Sunday, September 14, 2008

The Worst Game of the Worst Year of the Worst Team in Baseball

Hey, look on the bright side. Basically no one was watching the game, right?

OK, so maybe I'm being a bit dramatic, but ugh, that was painful. Surely their worst loss of the year. Balester has a no-no through 5 and 2/3, the team is leading 6-1 going into the bottom of the 8th, and then Rivera, Manning, Shell, and Hanrahan conspire to allow seven runs in the bottom of the 8th and boot the game away.

Fangraphs.com charts every game by win expectancy (WE is a stat that basically looks at all the games ever played and calculates a team's likelihood of winning at that moment given the score and situation). Yo
u don't see very many graphs like this:


The Langerhans 3-run homer in the top of the 8th with no outs to put us up 6-1 pushed the Nationals' chance of winning to 98.2%. Casto followed with a double, raising our odds of victory to 98.7%. Then the bottom fell out.

Rivera, Manning, and Shell all teamed up to blow the lead, but Hanrahan, the putative bullpen ace, finished the job.
The box score will say Hanrahan allowed zero earned runs (exhibit a on why ER is a flawed stat, especially for relievers), but make no mistake, the game was lost while he was on the mound.

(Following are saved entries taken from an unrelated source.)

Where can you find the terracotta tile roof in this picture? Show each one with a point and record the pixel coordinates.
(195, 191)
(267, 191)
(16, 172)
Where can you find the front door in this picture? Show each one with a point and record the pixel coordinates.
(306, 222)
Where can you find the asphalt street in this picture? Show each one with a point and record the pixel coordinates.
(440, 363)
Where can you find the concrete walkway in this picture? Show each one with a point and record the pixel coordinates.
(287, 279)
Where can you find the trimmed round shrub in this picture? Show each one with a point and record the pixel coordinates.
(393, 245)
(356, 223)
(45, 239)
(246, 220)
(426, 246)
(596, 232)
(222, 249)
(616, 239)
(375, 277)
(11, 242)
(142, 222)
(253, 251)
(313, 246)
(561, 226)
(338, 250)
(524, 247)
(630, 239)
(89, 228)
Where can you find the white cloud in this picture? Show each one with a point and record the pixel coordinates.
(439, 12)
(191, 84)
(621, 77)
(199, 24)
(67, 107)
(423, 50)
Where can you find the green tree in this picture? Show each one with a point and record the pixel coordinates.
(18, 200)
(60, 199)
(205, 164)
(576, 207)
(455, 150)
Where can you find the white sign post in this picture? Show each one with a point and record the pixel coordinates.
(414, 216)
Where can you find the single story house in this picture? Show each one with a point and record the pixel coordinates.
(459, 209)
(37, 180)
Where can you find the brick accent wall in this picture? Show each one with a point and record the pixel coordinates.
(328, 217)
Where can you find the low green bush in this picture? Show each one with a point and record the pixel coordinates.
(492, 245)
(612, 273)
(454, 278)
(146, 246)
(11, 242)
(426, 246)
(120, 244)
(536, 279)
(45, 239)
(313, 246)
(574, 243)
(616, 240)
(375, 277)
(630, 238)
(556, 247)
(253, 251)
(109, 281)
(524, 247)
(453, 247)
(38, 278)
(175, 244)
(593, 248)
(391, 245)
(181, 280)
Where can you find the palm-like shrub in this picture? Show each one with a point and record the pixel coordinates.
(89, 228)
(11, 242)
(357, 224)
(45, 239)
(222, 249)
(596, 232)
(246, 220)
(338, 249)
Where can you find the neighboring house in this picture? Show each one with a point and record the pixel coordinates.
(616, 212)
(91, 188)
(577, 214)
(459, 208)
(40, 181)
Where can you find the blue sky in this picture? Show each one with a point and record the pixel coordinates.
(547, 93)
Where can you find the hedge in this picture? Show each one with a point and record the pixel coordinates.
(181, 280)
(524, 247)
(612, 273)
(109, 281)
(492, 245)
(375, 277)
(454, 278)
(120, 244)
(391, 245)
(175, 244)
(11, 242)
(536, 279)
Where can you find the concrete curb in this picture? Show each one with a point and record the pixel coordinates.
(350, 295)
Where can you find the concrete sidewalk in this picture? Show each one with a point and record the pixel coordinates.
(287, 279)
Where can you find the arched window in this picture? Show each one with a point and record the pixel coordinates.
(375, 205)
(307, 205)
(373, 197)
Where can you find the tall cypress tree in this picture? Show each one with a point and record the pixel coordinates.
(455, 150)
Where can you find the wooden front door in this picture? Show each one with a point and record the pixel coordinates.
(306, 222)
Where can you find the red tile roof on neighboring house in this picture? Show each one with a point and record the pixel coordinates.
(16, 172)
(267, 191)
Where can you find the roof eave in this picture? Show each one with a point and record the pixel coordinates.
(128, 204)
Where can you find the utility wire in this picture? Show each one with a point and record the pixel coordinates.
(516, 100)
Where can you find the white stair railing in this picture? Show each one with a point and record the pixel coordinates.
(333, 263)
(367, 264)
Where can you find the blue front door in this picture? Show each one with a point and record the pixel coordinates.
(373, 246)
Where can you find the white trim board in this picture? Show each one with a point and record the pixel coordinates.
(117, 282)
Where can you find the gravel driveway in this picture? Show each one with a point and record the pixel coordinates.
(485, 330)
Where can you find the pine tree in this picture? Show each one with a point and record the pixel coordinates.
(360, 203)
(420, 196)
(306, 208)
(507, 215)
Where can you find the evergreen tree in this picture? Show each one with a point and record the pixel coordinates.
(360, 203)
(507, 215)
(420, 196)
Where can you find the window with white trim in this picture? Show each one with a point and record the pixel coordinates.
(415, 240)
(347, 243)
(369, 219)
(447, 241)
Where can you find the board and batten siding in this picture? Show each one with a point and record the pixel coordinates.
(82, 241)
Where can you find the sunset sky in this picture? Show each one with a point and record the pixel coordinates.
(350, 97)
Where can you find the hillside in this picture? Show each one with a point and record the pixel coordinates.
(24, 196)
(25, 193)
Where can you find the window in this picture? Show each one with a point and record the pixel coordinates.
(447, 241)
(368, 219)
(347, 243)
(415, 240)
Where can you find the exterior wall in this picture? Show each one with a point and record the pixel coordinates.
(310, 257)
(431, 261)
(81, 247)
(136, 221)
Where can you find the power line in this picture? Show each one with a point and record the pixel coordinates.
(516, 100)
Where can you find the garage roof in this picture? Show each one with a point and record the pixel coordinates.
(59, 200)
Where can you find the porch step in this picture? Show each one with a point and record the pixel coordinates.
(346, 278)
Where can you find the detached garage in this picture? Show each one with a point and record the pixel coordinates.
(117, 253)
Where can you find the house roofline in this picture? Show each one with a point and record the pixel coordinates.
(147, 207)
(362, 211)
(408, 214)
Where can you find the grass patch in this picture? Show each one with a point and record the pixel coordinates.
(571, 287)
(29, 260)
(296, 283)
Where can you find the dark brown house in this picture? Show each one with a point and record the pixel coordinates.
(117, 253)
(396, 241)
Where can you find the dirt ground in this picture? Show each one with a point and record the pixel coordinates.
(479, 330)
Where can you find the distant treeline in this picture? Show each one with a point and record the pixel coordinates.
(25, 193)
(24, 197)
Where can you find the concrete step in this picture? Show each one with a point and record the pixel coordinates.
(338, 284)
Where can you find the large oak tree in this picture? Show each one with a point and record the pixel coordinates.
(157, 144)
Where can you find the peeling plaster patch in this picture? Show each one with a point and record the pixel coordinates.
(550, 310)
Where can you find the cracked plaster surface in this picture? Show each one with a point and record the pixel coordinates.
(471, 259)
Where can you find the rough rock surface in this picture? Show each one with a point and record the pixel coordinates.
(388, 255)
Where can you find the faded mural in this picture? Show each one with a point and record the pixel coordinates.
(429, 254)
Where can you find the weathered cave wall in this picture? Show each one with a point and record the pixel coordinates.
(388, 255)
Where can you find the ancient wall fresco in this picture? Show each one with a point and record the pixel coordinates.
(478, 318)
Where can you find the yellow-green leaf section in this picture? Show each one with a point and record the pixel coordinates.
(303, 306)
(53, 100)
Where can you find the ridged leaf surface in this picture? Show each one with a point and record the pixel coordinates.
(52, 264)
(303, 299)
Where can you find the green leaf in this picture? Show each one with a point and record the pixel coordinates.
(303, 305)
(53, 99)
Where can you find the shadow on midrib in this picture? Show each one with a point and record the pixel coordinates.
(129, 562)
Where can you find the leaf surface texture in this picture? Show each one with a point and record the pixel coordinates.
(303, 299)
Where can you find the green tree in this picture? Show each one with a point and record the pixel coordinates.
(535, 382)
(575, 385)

When Hanrahan entered the game with the score 6-5, one out, and runners on the corners, the Nationals' chance of winning was down to 50.4%. By the time Hanrahan finally ended the disastrous 8th, the Nationals' chance of victory was down to 7.8%. Some of that was the Casto error and the intentional walk, and Hanrahan was asked to do a very hard job--a five-out save with the tying run on third. But regardless, he didn't come close to doing his job, allowing two run-scoring base hits. The unlikely unassisted double play to end the inning when Willingham left early on a pop up to Langerhans saved the Nationals from an even worse fate.

Which brings us to the question that must be asked at this point. Is Hanrahan really the guy you want closing games for you? Forget about the rest of this season--it doesn't matter. But looking ahead to next year, is Wild Joel still your closer?

Today was just one of several recent meltdowns. He's now allowed runs in 4 of his last 5 appearances, posting an ERA of 11.57 over that time. More troubling is that his walk rate is exploding again. He's now unintentionally walked 5 of his last 28 batters faced (plus 2 more IBBs), a 17.8% walk rate that is just not acceptable for an 'ace reliever.'

It's mighty discouraging, because from the time of the Rauch trade and his first appearance as the closer on July 20 until this most recent stretch, his command had been outstanding. Over that period he'd walked just 6.5% of batters faced, a number that you'd associate with a command starter more than a power closer. It seemed perhaps he'd turned a corner.

Now that's looking like sample size. Over the season as a whole, his unintentional walk rate now stands just a hair below 12%, better than the 15.3% he had last year, but still far too high to close.

So I think you need to start thinking about adding "closer" to the list of needs this off-season. And if I was the kind of blogger inclined to beat a dead horse, I might point out that Billy Bray and Scott Downs are two guys we gave away for bad and nothing who would be pretty attractive options right now.
  • In case it makes you feel any better (and it shouldn't), Ayala blew a game for the Mets last night, facing three batters and going: single, single, HR. Rauch also allowed another earned run in one inning last night, raising his ERA in AZ to 6.33. (We still should have gotten more for both of them.)
  • On a completely unrelated topic, congrats to Ted Thompson and Aaron Rodgers. Nothing like a GM making an unpopular decisi0n for the good of the team and being right.